The premier theater company Rasaranjani staged this quality production. The theme
is an extract from the epic Mahabharata, and was originally scripted in Kannada
by playwright and thespian Girish Karnad. Dr D S N Murthy, in a most thought provoking
manner, forcefully directed the version translated into Telugu by Dr Bhargavi
Rao. The fable in a gripping choreography and composition sustained the interest
of the audience through out.
The scene takes off when Dharmaraja, in his exile, meets sage Lomasa who tells
him the marathon of 'Yavakreethopakhyanam'. Bharadwaja and Raibhya are two close
friends who've studied at the same gurukul.
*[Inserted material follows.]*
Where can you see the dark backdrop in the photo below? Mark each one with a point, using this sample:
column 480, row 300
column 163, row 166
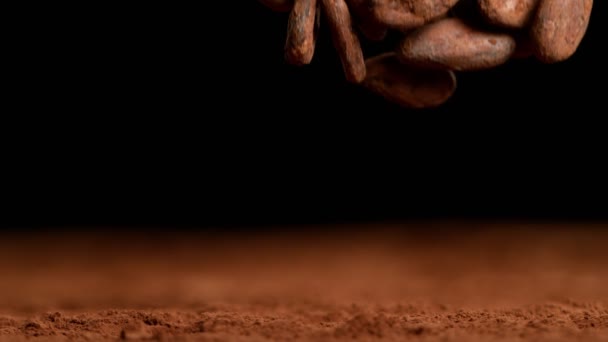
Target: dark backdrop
column 188, row 116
Raibhya has 2 sons, Paravasu and Aravasu,
both very educated and disciplined. Bharadwaj's son is Yavakrita, and he's jealous
of the 2 sons of Bharadwaja. Deciding that he wants education easily, he does
penances to propitiate Lord Indra, and despite advice to get educated through
a guru, he coaxes Indra to give him knowledge without any effort. This makes him
pretty egoistic as well.
Now Paravasu has a very beautiful wife called Visakha, and Yavakrita covets her.
A king invites Paravasu to be the adwaryudu for a yagna that he is performing,
and when Paravasu is there, Yavakrita tries to molest Visakha. In the nick of
time, Raibhya creates a demon that kills Yavakrita.
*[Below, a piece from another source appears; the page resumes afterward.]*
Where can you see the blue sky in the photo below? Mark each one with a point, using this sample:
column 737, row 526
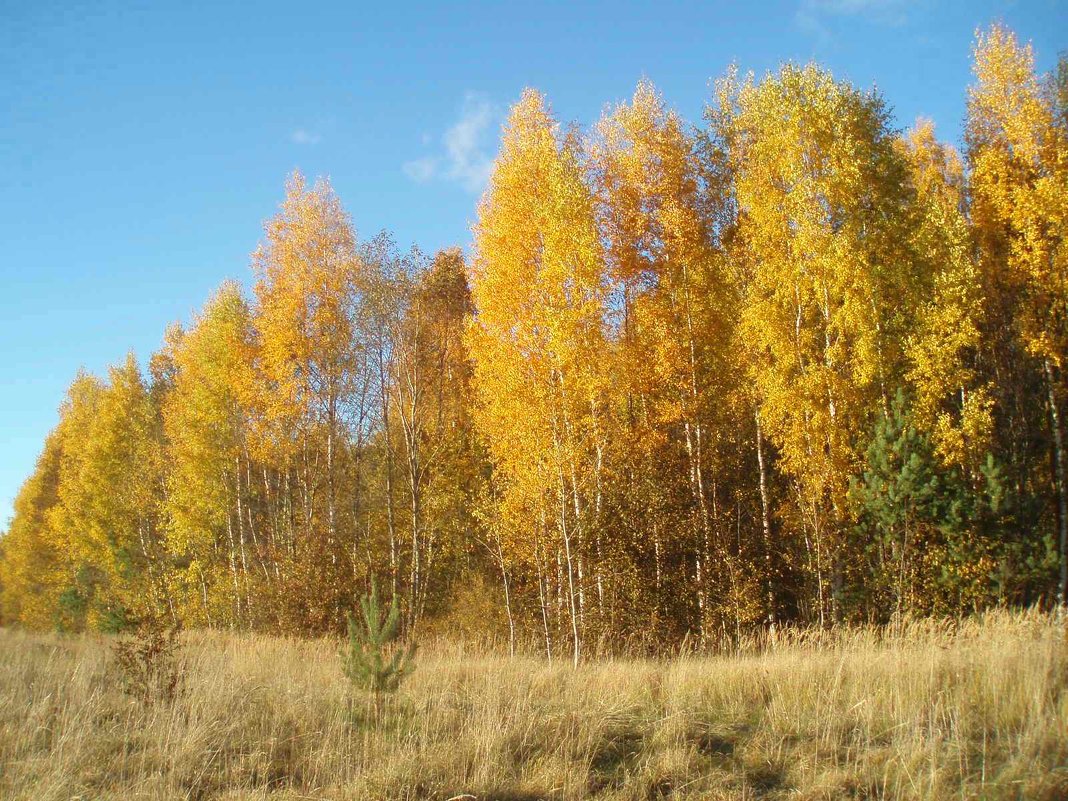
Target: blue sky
column 143, row 144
There is also the hero Aravasu, the second son of Raibhya, who rises above egocentricity
and chooses to propitiate Indra, who offers him a boon, to grant rain in the famine
lands instead of the life of his beloved tribal woman.
This touching play has many twists and turns that the actors carry so naturally
that the audiences are engrossed in the theme. The play further illustrates generic
human tendencies - weaknesses, strengths and emotions. G B Ramakrishna Sastry
donned the lead role, while Padmapriya, Gouri, Murthy and others made a well-knit
cast. This swift yet pondering play is worth watching.